One of my favorite picks in the entire draft. This where teams can get extraordinary value from the running back position. Abanikanda still isn't 21 years old but was a combustible home run hitter over the past two seasons at Pittsburgh. Even after Kenny Pickett and Jordan Addison were gone from the offense, Abanikanda, the clear focal point, was a monster, averaging a career-high 6.0 yards per carry with 20 rushing touchdowns on 239 totes. He's the perfect complement to the big and explosive Breece Hall.
Smith definitely needs to add some tools to the pass-rush move arsenal. Everything else about his game is magnificent. All-Pro burst and bend and, vitally at his size, insane point-of-attack power to not just win through blockers as a pass rusher but excel -- yes, excel -- as a block-shedding run defender on the perimeter. Had he not gotten hurt in 2022, there's no way Smith would've been available for the Eagles near the end of the first round.
[Shannon Sharpe voice] OH BOY.... YES! No, I didn't just guzzle down some Diet Mountain Dew. But that was my reaction when the Steelers snagged Washington near the end of the third round. Washington finished as my TE1 in this class because of his combination of youthfulness, awe-inspiring blocking power, and untapped potential as a receiver. He is a runaway Mack truck with the ball in his hands and has one of the largest catch radiuses I've ever seen at the tight end position.
Luter Jr. would've probably gone in the second or third round had he played his college ball at a bigger school. But on film, for the Jaguars of South Alabama, I saw a pro corner. Calm, cool, collected. Super-focused. Choppy, methodical footwork, dynamic plant-and-drive talent, ball skills galore. And he has nearly 33-inch arms. He'll be a reliable starter sooner than later. Luter had five picks and 18 pass breakups in his final 24 games at South Alabama.
Hall should've been picked in the first round.
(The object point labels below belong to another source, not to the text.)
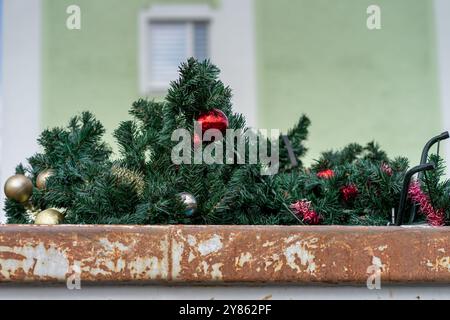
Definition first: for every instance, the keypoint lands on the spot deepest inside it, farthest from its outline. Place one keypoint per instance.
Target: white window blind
(172, 42)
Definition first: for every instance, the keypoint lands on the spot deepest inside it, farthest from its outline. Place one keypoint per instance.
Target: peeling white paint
(177, 256)
(243, 259)
(146, 267)
(38, 260)
(440, 263)
(209, 246)
(108, 245)
(268, 243)
(300, 250)
(216, 273)
(191, 240)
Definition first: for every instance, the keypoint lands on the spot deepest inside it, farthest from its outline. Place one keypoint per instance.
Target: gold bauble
(49, 216)
(41, 180)
(19, 188)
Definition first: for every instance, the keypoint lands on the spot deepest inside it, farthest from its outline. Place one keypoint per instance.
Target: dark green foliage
(142, 185)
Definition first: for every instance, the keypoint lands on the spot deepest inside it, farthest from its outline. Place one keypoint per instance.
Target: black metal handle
(406, 183)
(423, 159)
(429, 144)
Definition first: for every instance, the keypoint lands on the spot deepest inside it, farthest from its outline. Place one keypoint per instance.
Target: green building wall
(313, 56)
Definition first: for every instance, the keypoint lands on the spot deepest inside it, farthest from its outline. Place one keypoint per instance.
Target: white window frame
(21, 100)
(441, 8)
(167, 13)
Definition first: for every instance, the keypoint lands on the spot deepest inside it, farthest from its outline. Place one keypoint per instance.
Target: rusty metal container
(224, 254)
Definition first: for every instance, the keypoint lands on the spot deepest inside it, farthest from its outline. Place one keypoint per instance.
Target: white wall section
(21, 84)
(442, 11)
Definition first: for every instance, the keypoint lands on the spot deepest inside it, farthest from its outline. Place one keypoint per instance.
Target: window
(170, 35)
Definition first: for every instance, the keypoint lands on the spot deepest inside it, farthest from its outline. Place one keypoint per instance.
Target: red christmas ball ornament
(349, 192)
(325, 174)
(213, 119)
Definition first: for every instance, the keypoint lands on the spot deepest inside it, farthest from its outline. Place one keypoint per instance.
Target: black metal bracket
(406, 182)
(290, 150)
(423, 160)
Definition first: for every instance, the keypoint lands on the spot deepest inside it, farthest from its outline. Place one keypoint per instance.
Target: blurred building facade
(282, 58)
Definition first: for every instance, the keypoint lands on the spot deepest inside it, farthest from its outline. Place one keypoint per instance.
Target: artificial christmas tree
(77, 176)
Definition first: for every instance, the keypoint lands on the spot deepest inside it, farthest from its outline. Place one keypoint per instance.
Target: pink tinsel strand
(387, 169)
(303, 210)
(434, 217)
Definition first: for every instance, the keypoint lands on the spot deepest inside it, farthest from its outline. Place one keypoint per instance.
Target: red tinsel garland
(434, 217)
(325, 174)
(304, 211)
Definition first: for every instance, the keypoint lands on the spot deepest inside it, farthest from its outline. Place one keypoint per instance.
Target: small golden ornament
(49, 216)
(134, 178)
(19, 188)
(41, 180)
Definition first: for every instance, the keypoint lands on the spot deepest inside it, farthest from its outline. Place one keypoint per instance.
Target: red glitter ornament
(214, 119)
(387, 169)
(435, 217)
(325, 174)
(304, 211)
(349, 192)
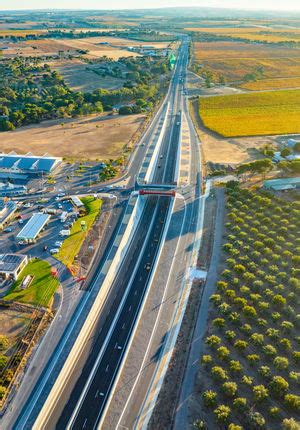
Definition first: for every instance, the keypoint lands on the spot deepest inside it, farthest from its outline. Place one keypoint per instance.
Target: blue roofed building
(28, 163)
(33, 227)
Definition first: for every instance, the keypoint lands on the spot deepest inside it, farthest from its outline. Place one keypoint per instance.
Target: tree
(218, 373)
(213, 340)
(206, 359)
(229, 389)
(290, 424)
(260, 393)
(4, 343)
(3, 361)
(285, 152)
(209, 398)
(292, 401)
(256, 420)
(2, 392)
(240, 404)
(235, 366)
(222, 413)
(281, 363)
(223, 353)
(6, 125)
(279, 386)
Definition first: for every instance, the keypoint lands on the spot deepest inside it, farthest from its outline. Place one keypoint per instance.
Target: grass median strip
(72, 244)
(40, 290)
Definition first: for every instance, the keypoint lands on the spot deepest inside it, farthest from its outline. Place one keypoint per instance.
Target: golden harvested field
(221, 150)
(262, 113)
(234, 60)
(93, 137)
(270, 84)
(70, 46)
(262, 33)
(79, 76)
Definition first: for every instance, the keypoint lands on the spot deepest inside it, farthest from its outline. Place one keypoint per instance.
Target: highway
(99, 372)
(133, 275)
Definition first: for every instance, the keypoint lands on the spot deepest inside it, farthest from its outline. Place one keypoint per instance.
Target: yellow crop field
(252, 33)
(253, 114)
(270, 84)
(234, 60)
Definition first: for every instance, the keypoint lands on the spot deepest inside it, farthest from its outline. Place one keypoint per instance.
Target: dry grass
(234, 60)
(94, 137)
(79, 77)
(270, 84)
(265, 34)
(262, 113)
(217, 149)
(68, 47)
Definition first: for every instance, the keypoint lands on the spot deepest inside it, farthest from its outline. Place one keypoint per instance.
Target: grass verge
(72, 244)
(41, 289)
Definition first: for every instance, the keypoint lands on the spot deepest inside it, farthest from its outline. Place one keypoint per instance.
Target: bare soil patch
(217, 149)
(79, 76)
(94, 137)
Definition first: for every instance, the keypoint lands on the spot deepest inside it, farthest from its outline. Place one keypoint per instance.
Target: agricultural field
(52, 47)
(271, 84)
(254, 34)
(249, 374)
(41, 289)
(261, 113)
(95, 137)
(72, 244)
(243, 64)
(233, 151)
(80, 76)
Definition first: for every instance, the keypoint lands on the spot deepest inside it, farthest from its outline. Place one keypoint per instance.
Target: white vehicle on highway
(65, 232)
(54, 251)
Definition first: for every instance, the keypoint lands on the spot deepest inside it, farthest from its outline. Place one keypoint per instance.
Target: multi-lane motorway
(84, 396)
(97, 376)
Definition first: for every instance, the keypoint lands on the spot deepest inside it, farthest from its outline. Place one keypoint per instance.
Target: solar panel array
(33, 226)
(9, 262)
(28, 162)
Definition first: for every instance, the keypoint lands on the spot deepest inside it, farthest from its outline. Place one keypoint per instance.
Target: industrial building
(7, 210)
(28, 163)
(10, 190)
(282, 184)
(33, 227)
(11, 265)
(76, 202)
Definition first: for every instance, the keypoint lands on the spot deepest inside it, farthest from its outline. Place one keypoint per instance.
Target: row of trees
(30, 92)
(252, 353)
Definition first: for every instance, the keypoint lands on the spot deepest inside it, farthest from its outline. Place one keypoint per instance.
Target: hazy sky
(134, 4)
Ridiculous he wasn't. Three years of efficient production in the SEC. Chiseled frame. Elite combine workout. I mean, boxes checked. He's precisely the type of well-rounded outside rusher the Seahawks have been looking for and really needed over the past three or four seasons. Burst, bend, pass-rush moves. Power. Hall is ready to get after NFL quarterbacks right now.
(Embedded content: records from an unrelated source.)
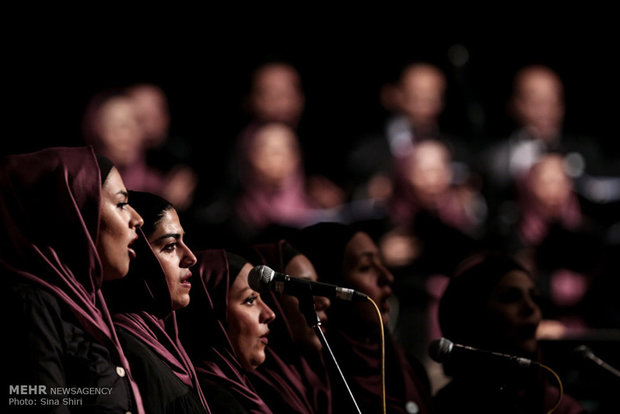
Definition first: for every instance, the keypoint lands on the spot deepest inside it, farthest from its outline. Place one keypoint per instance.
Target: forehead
(516, 278)
(113, 183)
(300, 266)
(241, 281)
(360, 244)
(169, 223)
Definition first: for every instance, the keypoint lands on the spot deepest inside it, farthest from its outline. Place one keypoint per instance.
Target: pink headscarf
(49, 220)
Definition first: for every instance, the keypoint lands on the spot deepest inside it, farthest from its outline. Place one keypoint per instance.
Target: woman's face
(301, 267)
(275, 154)
(119, 131)
(117, 228)
(514, 312)
(364, 271)
(248, 317)
(174, 255)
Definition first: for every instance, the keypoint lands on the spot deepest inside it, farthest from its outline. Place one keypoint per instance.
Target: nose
(136, 219)
(385, 276)
(189, 259)
(529, 306)
(266, 315)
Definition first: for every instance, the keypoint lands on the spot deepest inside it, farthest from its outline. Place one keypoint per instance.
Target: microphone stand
(306, 305)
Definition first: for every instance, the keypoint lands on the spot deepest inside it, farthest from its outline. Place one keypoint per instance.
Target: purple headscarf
(298, 377)
(202, 327)
(49, 220)
(140, 303)
(358, 354)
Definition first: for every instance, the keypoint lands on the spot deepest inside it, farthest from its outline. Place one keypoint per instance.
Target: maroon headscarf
(260, 205)
(140, 303)
(202, 327)
(302, 386)
(358, 353)
(49, 219)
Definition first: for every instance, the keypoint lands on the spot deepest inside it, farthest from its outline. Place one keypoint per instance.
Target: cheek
(240, 329)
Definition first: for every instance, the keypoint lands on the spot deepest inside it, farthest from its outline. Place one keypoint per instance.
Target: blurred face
(117, 228)
(275, 155)
(429, 171)
(364, 271)
(175, 257)
(277, 95)
(151, 113)
(301, 267)
(550, 185)
(421, 95)
(514, 312)
(248, 317)
(539, 103)
(119, 132)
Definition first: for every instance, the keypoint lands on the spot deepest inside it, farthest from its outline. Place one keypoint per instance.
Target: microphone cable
(561, 387)
(383, 403)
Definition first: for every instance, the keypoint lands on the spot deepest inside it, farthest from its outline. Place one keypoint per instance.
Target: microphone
(263, 278)
(443, 349)
(586, 352)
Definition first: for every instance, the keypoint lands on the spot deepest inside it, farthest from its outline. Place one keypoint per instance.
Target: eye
(250, 300)
(509, 296)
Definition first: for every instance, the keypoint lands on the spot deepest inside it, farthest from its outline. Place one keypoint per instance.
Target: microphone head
(260, 277)
(440, 349)
(583, 351)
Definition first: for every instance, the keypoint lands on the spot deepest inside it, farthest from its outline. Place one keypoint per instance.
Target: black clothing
(48, 347)
(166, 392)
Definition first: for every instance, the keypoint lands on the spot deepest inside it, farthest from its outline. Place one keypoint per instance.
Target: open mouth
(132, 252)
(185, 281)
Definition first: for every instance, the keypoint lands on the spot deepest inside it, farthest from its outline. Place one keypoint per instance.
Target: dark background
(205, 72)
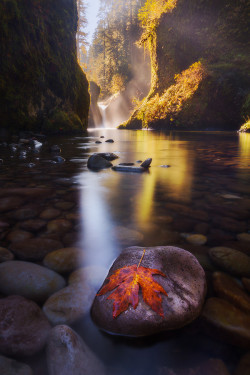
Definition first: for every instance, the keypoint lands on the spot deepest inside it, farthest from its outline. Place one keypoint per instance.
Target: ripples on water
(207, 182)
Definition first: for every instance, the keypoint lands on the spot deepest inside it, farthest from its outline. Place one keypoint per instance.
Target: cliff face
(200, 66)
(41, 85)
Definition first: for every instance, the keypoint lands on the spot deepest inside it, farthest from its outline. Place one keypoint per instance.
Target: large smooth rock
(69, 304)
(34, 249)
(23, 326)
(98, 162)
(67, 354)
(64, 260)
(29, 280)
(225, 322)
(185, 284)
(226, 287)
(9, 366)
(232, 261)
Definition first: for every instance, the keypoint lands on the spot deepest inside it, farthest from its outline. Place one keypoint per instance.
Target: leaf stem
(141, 258)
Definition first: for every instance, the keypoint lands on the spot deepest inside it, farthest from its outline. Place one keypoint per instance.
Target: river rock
(196, 239)
(33, 225)
(126, 168)
(5, 255)
(64, 260)
(225, 322)
(10, 203)
(67, 354)
(69, 304)
(50, 213)
(226, 287)
(59, 226)
(185, 284)
(23, 326)
(34, 249)
(9, 366)
(29, 280)
(244, 365)
(126, 236)
(19, 235)
(98, 162)
(232, 261)
(146, 163)
(107, 155)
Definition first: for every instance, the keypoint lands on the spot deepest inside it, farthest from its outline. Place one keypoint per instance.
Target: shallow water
(208, 175)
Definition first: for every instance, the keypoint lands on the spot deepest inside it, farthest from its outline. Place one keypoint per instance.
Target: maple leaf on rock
(126, 281)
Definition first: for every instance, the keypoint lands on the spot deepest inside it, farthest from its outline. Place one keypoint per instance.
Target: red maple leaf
(126, 282)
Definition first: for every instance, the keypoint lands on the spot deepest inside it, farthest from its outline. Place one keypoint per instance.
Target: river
(192, 174)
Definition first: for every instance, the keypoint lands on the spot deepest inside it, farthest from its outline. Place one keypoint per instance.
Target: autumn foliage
(127, 281)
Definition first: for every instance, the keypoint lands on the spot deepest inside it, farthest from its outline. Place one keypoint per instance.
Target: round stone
(64, 260)
(34, 249)
(225, 322)
(50, 213)
(226, 287)
(67, 354)
(33, 225)
(5, 255)
(59, 226)
(184, 283)
(197, 239)
(232, 261)
(69, 304)
(19, 235)
(9, 366)
(23, 326)
(29, 280)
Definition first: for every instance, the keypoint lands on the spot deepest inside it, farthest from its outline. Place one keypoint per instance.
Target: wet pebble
(59, 226)
(69, 304)
(232, 261)
(29, 280)
(5, 255)
(67, 354)
(228, 288)
(50, 213)
(185, 285)
(9, 366)
(225, 322)
(64, 260)
(23, 326)
(98, 162)
(33, 225)
(34, 249)
(19, 235)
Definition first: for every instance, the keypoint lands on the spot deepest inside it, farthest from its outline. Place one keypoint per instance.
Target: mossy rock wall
(42, 87)
(214, 35)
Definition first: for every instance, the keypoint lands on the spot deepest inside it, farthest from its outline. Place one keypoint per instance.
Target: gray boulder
(184, 283)
(67, 354)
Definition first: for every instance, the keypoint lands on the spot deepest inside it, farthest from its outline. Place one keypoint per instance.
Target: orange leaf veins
(126, 282)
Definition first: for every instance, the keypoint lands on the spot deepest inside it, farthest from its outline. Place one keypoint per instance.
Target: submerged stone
(184, 283)
(67, 354)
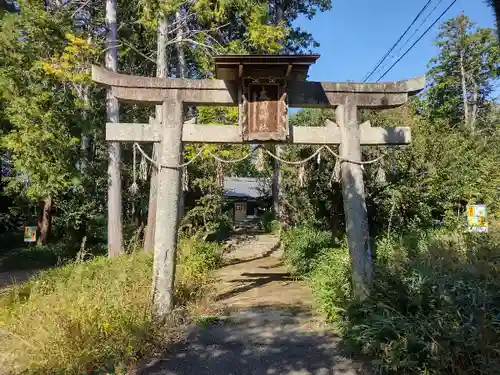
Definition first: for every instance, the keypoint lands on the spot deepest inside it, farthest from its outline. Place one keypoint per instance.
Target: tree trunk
(181, 73)
(475, 95)
(496, 7)
(276, 182)
(45, 222)
(115, 237)
(464, 88)
(161, 72)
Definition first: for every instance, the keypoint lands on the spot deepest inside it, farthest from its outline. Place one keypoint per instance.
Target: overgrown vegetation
(303, 247)
(434, 307)
(95, 316)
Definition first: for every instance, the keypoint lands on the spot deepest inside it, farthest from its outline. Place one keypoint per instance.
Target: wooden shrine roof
(291, 67)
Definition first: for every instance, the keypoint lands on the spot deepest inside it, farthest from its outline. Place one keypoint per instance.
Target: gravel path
(271, 329)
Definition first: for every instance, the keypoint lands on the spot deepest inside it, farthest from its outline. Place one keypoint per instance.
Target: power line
(395, 44)
(412, 35)
(418, 40)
The Buccaneers have shifted from pinpointing large, oversized defensive linemen to drafting Kancey, one of the smallest defensive tackles picked in the first round in a very long time with short arms. But you know what? Kancey was the best pure pass-rusher regardless of position in the class. Elite explosiveness, detailed hand work, speed-to-power conversion. It's all there.
Tyjae Spears, RB (Round 3, No. 81 overall)
Honorable mention: Will Levis, QB
Spears was one of the specific examples I'd cite when explaining why, in this draft class, like all others, I wouldn't pick a running back in the first round. Spears is a loose-hipped, explosive home run hitter with tremendous vision and plus balance through contact. Yes, the Titans' offense still remarkably runs through Derrick Henry. And the organization has attempted to find a reliable running mate for King Henry for a while. Spears can be the lightning to Henry's thunder to use a very cliched running back phrase. In 2022, Spears registered 21 carries of 15 or more yards, the 10th-highest figure in FBS.
Jartavius Martin, S (Round 2, No. 47 overall)
Honorable mention: Chris Rodriguez, RB
Martin is such a fun, multi-tool defensive back. You know who else is? Kamren Curl, a late-round pick by Washington a few years back who's become one of the league's best young safety/linebacker hybrids. Martin excels farther away from the line of scrimmage than Curl with cornerback size -- 5-foot-11, 194 pounds -- and 4.44 speed plus a 44-inch vertical. There will be highlight-reel pass breakups and interceptions from Martin.